流れる様な触感なのに、どこか吸いつく様で、弾力を感じさせる。


「ハルート……? おかえり」


惚けた、それでありながら、慈しむ様な瞳をこちらに向け、嬉しそうに僕の名を呼ぶ。


「……ああ、ただいま」


彼女の頬に口付けすると、嬉しそうに笑う。


「へへ、ハルート……」


「ん? なんだ?」


子供の様に嬉しそうな彼女の声が珍しいので、もう少しこの時間を楽しもうと思う。


「寒い……」


あのなぁ、と口にする、そもそも言えば、秋なのに布団を蹴飛ばしたお前が悪い、と僕は思う。


「はいはい、じゃあとってく……」


「いや、ここにいて」


縋るように手を離さない。


なんだこの生き物、可愛すぎる。


「いや布団……」


しかし、体を温めなかったら風邪をひく、エースパイロットが布団を蹴飛ばして風邪を引くなど、お笑い種だ。
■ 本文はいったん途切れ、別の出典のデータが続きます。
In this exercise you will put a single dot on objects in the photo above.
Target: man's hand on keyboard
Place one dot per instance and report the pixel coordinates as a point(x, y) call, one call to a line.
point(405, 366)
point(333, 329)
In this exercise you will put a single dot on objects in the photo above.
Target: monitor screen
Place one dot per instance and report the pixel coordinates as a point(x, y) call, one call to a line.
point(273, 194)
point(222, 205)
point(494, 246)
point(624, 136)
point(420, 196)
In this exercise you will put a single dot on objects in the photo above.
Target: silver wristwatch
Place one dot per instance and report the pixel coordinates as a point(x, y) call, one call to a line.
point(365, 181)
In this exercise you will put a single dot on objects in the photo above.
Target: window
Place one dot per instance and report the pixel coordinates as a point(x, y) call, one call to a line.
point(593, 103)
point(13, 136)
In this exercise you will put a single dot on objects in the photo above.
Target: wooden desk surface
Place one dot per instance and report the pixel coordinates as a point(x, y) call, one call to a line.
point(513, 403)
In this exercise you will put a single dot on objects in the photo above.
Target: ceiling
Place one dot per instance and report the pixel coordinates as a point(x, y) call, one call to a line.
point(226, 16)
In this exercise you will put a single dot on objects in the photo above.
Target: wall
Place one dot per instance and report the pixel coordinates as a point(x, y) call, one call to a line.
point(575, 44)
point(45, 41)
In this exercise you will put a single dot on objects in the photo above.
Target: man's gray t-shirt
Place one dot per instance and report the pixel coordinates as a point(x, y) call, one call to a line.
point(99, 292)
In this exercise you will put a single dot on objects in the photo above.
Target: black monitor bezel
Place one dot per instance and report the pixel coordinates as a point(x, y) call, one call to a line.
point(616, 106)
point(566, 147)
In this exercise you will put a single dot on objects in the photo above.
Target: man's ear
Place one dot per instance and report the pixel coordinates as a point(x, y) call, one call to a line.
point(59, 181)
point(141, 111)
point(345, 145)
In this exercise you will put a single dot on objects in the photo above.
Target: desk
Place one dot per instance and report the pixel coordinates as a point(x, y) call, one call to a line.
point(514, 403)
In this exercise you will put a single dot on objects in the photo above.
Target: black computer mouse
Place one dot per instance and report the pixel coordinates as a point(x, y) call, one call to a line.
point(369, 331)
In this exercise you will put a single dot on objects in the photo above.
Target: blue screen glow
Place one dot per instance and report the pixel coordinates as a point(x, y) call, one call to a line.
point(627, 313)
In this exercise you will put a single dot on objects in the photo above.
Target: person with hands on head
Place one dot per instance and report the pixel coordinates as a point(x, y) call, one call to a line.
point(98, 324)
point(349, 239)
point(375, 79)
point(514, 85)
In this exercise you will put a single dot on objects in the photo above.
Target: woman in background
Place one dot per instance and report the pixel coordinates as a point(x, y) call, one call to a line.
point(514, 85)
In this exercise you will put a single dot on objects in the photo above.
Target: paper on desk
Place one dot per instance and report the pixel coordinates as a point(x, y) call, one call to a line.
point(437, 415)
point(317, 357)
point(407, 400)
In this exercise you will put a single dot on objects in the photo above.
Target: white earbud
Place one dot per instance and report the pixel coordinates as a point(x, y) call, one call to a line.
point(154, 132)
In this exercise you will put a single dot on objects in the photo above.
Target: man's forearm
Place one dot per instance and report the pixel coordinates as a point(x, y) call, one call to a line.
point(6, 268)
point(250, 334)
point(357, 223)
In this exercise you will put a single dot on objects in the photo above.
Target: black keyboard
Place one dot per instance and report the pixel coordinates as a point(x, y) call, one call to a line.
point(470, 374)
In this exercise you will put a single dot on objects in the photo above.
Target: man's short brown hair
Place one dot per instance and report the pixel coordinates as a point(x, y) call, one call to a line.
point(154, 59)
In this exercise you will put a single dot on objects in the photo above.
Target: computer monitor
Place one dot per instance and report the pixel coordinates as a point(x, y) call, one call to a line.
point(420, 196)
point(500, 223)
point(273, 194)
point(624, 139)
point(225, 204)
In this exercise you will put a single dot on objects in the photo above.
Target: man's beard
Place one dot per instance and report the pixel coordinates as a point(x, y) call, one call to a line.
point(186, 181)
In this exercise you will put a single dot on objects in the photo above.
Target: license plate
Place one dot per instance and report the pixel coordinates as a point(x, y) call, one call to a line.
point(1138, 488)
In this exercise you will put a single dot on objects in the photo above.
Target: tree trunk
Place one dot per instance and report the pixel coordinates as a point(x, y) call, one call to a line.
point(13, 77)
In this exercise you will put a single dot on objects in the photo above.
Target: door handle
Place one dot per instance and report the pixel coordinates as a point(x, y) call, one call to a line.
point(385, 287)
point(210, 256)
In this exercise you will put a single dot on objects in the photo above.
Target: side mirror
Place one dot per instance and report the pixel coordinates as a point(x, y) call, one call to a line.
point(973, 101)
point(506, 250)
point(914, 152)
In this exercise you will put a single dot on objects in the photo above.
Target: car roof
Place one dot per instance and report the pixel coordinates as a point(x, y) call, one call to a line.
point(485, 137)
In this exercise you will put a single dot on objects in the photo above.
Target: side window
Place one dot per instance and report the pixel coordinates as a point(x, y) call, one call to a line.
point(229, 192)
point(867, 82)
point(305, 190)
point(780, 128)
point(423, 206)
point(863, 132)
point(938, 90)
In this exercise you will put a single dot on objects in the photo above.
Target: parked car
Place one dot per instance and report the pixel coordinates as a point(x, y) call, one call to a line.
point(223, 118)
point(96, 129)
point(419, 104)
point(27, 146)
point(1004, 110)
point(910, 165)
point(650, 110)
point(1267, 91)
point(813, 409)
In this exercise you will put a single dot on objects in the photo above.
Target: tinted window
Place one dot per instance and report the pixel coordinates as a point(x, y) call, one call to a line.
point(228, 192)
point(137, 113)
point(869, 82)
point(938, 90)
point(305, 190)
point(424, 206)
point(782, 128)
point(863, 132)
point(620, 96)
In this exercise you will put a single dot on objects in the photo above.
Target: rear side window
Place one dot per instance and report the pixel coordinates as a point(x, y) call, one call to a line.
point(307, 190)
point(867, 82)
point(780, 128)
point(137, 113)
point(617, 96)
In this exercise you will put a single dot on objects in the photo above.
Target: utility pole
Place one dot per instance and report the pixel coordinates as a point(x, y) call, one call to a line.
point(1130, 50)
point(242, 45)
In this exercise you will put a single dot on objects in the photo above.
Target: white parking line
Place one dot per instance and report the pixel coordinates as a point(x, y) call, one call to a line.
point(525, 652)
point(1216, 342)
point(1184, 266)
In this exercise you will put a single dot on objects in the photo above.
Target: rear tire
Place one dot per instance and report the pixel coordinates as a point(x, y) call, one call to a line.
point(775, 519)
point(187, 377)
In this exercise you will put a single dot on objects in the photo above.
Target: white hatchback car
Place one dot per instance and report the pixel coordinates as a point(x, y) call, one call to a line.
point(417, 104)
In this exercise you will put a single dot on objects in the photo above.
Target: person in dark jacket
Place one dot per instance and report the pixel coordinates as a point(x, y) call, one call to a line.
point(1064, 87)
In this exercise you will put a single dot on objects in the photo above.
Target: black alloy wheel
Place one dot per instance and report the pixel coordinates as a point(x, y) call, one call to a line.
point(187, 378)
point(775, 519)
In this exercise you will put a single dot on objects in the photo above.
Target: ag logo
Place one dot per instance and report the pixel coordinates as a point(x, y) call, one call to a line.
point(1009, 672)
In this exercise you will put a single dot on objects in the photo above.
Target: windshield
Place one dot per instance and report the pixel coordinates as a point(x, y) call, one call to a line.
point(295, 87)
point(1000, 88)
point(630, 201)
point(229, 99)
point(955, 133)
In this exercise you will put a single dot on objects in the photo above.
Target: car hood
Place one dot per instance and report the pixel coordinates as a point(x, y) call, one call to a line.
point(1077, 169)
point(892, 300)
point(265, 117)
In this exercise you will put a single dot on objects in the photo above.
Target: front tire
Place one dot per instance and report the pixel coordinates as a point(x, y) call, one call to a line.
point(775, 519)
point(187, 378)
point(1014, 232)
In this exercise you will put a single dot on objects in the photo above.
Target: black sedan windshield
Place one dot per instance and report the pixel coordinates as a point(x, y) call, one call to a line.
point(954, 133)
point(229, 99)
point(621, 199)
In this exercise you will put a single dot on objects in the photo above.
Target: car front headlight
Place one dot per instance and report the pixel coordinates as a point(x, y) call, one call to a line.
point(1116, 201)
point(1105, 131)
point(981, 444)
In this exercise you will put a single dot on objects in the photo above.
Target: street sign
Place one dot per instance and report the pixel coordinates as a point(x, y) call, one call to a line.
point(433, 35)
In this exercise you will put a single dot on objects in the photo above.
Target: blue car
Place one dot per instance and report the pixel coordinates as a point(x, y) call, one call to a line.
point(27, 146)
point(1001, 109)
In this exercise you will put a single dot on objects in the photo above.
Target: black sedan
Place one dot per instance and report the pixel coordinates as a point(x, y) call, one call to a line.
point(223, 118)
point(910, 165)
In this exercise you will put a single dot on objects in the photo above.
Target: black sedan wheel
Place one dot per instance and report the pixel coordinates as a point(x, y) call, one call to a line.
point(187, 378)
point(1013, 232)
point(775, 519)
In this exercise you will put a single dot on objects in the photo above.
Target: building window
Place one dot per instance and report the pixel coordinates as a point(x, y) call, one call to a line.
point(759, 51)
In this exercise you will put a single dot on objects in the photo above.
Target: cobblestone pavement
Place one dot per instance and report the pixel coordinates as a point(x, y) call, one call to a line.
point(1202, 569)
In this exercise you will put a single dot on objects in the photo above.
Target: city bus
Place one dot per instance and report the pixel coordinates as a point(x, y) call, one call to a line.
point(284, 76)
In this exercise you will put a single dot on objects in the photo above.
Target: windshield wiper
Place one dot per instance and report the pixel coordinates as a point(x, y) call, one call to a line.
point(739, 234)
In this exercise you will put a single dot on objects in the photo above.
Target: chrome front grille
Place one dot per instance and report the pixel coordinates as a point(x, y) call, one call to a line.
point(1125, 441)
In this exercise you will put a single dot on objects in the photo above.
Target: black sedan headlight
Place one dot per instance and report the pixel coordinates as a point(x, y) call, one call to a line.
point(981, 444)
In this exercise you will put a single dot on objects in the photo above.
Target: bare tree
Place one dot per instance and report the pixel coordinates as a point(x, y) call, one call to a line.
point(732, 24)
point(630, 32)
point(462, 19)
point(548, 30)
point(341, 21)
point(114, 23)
どうやってこれを抜け出すか、そう考えていると、突然腕を引かれ、ベッドへと倒れこむ。


「痛た…… 大丈夫か?」


気が抜けていた、突然腕を引っ張られるなんで、考えてもいなかった。


「えへへ、ハルートだ」


いつもはクールなのに、寝起きはこんなにキュートだなんて、ギャップ萌えってやつか、あざとい、さすが准尉あざとい。


「……ああ、僕はここにいるよ」


彼女の胸に抱きしめられて、少し苦しい。


「ハルー……ト」


そう言って、彼女は眠る。


僕もその寝息を聞きながら、ゆっくりと眠りに落ちていく。


オートロックの音が聞こえた、だんだん、意識が彼女と共に、眠りの中に。


「ハルート、行かないで」


そんな寝言に、僕も彼女も、少し涙を流すのだ。